Louisa May Alcott
This adaptation of Little Women and its successor, Good Wives by Emma Reeves, first saw the light of day at the Edinburgh Festival in 1999. After a brief spell at the Gatehouse in Highgate, it is now being presented as the Christmas show at New End.
Under the very talented direction of Andrew Loudon, the cast of no fewer than nine do full justice to the books and provide a very entertaining afternoon or evening. In that the show is clearly aimed as much at children as adults, the provision of three matinee performances a week - on Wednesdays, Saturdays and Sundays - is a very good idea.
The story, which will be familiar to many, is set at the time of the American Civil War. It starts with the four March daughters at various stages of growing up, with Meg the oldest, coming to womanhood and her sisters ranging down in age to the youngest, Beth, who is still a child.

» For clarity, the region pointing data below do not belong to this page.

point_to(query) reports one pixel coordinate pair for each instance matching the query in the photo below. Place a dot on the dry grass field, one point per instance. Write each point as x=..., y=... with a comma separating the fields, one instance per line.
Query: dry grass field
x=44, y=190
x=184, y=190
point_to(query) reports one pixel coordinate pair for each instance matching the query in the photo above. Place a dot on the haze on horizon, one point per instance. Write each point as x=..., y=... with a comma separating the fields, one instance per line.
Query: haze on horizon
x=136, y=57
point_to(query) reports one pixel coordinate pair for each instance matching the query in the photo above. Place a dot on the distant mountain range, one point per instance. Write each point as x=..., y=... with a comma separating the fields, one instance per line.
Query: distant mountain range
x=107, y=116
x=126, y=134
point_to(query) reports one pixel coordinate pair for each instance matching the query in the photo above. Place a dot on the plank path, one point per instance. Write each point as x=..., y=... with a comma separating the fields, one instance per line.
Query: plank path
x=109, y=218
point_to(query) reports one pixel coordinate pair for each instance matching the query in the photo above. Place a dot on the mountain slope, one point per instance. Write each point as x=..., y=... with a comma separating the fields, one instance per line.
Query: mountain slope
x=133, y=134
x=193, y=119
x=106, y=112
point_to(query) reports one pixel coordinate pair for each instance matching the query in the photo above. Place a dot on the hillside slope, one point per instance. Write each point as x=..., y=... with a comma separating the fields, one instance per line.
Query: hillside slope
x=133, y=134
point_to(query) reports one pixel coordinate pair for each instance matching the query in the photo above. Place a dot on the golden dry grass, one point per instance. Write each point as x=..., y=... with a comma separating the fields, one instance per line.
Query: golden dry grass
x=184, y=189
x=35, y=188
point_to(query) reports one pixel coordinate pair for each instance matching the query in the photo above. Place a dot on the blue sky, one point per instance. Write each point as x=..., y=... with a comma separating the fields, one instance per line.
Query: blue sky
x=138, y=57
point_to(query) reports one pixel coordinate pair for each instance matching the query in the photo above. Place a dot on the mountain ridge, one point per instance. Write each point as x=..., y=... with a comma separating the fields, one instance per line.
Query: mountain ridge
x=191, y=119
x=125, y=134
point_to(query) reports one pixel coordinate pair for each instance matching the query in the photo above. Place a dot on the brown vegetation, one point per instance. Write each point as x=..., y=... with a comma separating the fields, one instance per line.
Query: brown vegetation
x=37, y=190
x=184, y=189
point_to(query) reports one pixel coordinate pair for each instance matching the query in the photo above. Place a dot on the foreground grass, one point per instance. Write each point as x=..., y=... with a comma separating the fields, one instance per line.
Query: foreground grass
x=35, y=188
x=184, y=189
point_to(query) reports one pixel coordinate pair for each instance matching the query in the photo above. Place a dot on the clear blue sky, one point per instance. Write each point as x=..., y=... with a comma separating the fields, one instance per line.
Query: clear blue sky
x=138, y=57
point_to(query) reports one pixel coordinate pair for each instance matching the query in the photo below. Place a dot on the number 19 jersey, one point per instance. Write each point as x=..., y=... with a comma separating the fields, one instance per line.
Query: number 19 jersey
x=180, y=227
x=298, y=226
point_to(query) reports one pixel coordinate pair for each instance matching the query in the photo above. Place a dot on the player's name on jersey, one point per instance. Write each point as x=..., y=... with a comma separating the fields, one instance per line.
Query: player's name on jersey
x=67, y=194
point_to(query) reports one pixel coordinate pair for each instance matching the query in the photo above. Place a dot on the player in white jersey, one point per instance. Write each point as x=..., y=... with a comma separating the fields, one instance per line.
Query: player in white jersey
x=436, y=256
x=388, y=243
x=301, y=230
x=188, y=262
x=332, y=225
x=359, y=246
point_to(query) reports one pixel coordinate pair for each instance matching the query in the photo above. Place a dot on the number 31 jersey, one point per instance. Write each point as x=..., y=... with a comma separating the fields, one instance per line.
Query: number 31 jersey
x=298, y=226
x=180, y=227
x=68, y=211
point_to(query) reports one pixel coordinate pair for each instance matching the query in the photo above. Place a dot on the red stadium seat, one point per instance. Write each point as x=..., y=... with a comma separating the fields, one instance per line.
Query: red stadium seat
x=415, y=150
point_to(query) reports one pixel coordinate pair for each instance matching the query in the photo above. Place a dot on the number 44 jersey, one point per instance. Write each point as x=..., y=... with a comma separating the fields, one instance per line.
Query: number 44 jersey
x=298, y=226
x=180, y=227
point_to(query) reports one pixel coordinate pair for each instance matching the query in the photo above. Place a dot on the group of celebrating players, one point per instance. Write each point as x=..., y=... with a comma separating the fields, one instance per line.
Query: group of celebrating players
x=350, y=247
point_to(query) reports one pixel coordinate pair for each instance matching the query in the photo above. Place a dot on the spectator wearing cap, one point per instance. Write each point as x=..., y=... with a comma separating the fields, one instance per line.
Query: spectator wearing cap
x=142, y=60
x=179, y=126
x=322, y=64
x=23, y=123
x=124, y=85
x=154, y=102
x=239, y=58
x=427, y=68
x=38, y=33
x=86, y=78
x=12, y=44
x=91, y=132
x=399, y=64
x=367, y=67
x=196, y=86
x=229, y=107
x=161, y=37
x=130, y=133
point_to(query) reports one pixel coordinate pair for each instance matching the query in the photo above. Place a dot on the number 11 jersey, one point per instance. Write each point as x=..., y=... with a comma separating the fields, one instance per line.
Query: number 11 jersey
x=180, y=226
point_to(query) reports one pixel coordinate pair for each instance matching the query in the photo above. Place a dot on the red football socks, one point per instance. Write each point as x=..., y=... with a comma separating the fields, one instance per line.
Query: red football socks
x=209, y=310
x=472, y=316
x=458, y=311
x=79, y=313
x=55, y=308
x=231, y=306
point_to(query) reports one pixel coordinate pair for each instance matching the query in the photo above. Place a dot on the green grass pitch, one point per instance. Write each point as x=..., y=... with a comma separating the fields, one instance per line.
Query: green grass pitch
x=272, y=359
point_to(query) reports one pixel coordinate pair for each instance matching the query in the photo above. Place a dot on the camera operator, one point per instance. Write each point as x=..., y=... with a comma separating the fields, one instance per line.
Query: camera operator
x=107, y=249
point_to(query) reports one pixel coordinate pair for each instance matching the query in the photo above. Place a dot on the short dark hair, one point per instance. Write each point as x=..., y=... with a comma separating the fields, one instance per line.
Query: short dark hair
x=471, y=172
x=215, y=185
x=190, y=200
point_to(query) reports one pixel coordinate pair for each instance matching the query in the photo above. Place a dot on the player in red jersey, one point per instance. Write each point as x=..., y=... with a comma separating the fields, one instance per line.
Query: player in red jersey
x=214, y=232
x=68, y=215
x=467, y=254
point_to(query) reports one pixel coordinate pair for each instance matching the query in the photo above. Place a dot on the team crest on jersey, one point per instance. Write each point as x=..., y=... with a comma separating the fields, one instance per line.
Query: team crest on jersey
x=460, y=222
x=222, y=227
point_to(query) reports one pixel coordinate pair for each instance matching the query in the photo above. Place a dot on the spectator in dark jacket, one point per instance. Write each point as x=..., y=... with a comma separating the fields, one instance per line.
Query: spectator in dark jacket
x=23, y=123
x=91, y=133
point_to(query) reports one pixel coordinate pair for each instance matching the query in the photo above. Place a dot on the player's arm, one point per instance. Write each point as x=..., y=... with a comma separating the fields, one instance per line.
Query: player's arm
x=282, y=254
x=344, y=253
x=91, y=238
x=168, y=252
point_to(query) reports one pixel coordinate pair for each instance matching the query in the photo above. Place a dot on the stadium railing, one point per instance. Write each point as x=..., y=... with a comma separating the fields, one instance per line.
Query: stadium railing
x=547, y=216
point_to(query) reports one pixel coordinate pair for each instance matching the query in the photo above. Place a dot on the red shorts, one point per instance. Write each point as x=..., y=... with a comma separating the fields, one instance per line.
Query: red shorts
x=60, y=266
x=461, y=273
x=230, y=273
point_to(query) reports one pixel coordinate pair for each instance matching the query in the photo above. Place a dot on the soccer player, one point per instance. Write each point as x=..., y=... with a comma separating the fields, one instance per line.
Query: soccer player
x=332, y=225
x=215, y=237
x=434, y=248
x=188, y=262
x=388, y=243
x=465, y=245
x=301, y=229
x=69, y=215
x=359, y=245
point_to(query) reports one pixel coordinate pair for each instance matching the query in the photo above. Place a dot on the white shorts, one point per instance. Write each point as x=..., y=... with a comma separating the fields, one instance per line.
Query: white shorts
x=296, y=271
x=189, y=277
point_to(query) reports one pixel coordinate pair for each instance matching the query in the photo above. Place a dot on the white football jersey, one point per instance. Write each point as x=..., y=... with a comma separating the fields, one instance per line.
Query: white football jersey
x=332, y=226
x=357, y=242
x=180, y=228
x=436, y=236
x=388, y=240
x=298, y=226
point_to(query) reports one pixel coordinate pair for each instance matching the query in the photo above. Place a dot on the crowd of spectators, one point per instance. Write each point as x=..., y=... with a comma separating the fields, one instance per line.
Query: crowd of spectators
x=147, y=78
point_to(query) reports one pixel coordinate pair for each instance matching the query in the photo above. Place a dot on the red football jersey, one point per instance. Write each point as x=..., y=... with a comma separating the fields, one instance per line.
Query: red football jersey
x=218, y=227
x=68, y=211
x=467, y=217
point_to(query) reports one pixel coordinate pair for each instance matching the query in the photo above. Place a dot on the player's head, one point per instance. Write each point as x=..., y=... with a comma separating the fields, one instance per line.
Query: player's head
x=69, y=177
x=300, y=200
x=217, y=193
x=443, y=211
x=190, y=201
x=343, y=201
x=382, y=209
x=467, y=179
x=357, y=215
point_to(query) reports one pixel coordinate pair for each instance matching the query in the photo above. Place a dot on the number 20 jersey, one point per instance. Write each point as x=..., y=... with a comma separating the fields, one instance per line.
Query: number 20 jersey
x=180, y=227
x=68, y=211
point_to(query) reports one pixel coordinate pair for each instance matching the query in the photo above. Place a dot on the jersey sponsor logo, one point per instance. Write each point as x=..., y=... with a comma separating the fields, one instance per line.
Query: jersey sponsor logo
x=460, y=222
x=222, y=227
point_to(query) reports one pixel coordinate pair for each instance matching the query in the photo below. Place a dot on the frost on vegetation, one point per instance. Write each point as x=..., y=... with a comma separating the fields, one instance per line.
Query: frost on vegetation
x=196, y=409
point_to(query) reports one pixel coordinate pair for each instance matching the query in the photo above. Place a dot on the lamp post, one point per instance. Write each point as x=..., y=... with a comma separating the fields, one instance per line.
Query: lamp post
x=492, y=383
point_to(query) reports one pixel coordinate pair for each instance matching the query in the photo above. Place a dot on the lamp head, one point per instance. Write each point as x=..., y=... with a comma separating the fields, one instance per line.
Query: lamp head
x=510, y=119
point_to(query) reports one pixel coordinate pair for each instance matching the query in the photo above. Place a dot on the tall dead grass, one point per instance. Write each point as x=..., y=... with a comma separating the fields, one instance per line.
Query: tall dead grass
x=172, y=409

Andrew Loudon does an excellent job with the four actresses in delineating the different characters within the first five minutes of the performance.
In particular, Sarah Grochala, as the tomboyish Jo, gives an excellent performance. She catches the balance between aggression and the feelings of a growing girl perfectly. It is clear that this is an autobiographical role as Jo is the prospective writer of the family. It is sad to see the troubles that Louisa May Alcott must have gone through in order to get her book published and overcoming shyness to find love.
As the tale unfolds, we see the daughters growing up in a household that is poor and somewhat puritannical.
In due course, they get older, discovering men and eventually, much to their own distress, leaving the family hearth for the big wide world. The play develops very well as the children of Little Women become young wives after the interval. This lets the audience see the way in which the four girls grow up and it allows various actors and actresses to show their talents in what often seem like two different roles, as child and adult.
Ultimately, the girls are rather too good to be true but in their different ways, each ultimately reaps the reward that is appropriate to their natures. It is rumoured that the same is happening to two cast members soon and that wedding bells are impending!
Much of the strength of Andrew Loudon's direction is based upon his artistic eye. Together with designer Rachel Payne, who creates the most fantastic costumes, many of which are very beautifu, and lighting director Patrick Evans, he creates many beautiful tableaux. In particular, the use of screens makes many images look like paintings.
The acting from a very young cast is generally strong although in some cases, the accents drift around. Nikki Leigh Scott as the doomed Beth not only acts poignantly but has a sweet singing voice. Beth's journey to meet her maker is beautifully depicted and will bring a tear to the eye of all but the hardest hearted. Dewi Hughes also does well in three separate roles, especially as the hilarious maiden Aunt Carol.
As the producers say, Little Women is suitable for anyone aged seven to 70. Whether you wish to laugh or cry this Christmas, Little Women is the play for you. Make sure that you catch it before the seats run out.